Si l'émission du jour était moins rigolarde que d'habitude, la démonstration de Cyril Hanouna sur la supposée disproportion de la sanction du CSA a fonctionné. "C'est abusé. Quand on voit ce qu'ont fait les autres avant, c'était 1 000 fois pire", réagit l'un des trois adolescents en quête d'un lieu où dîner. "Ah ouais, quand l'autre disait qu'il [Serge Gainsbourg] voulait la baiser [Whitney Houston] !", s'exclame l'un de ses camarades.

"Il y a pire que 'Touche pas à mon poste' à la télévision, comme les émissions de téléréalité, selon un trentenaire habillé d'une chemisette à carreaux et venu en couple.
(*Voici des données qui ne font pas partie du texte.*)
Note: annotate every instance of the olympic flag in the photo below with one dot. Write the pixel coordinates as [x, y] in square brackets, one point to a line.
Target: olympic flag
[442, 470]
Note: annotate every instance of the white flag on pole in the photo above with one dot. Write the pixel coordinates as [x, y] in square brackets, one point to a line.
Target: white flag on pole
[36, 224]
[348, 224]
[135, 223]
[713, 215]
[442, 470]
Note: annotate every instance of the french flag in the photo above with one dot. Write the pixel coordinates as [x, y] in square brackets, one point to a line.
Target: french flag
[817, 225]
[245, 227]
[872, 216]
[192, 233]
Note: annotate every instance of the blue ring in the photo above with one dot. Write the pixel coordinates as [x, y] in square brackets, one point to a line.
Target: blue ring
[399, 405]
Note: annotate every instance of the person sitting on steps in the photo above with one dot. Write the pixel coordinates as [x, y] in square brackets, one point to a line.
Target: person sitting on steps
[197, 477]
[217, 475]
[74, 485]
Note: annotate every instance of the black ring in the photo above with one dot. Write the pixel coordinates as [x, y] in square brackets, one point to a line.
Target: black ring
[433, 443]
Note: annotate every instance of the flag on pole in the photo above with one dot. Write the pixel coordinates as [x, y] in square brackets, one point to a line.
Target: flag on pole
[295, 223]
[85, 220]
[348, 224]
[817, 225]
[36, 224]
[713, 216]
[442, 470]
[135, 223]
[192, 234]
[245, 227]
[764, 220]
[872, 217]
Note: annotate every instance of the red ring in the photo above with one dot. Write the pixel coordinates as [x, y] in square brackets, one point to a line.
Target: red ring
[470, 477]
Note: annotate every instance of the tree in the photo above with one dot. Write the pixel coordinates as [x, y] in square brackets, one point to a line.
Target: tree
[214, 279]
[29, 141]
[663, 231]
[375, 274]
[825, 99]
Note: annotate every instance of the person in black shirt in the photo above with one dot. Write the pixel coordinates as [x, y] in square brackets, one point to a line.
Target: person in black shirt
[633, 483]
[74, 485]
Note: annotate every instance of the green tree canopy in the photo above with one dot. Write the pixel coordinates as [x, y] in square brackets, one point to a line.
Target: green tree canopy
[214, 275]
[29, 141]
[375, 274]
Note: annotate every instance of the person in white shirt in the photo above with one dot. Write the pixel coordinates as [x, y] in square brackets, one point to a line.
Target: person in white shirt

Il revient sur la séquence où l'animateur a posé la main de Capucine Anav sur son sexe : "Ils sont entre potes, ils se connaissent. C'est comme si nous, entre amis, ça partait en vrille. Sauf que là, ils oublient qu'ils sont à la télévison, qu'ils sont filmés."

Sur Twitter, les avis sont plus modérés. A la question "Avez-vous été choqués par la sanction du CSA ?", les résultats sont à 50-50, après quelque 3 580 votes.

Le jeune homme qui a trouvé l'ambiance lourde pense avoir deviné la raison de ces sanctions jugées trop sévères. "C'est le revers de la médaille. Quand tu pètes les audiences des autres, que tu 'fais chier' le PAF [paysage audiovisuel français], voilà...", analyse-t-il en haussant les épaules.

Un point de vue partagé par un adolescent interpellé par Cyril Hanouna à la fin de l'émission en raison de sa coupe de cheveux et de leur couleur (raie au milieu, racines brunes et longueur décolorée). "C'est la rançon de la gloire : le succès, ça plaît pas. Quand t'as trop de succès, on te tombe dessus", lance-t-il. Et pour lui, contrairement à ce qu'a dit le chaffeur de salle, Cyril Hanouna n'était pas spécialement "chaud" ce soir. "Il doit dire ça tout le temps", balaye-t-il, soulignant toutefois avoir décelé une émotion certaine chez l'animateur pendant l'émission : "A chaque fois qu'il parlait, il avait les larmes aux yeux."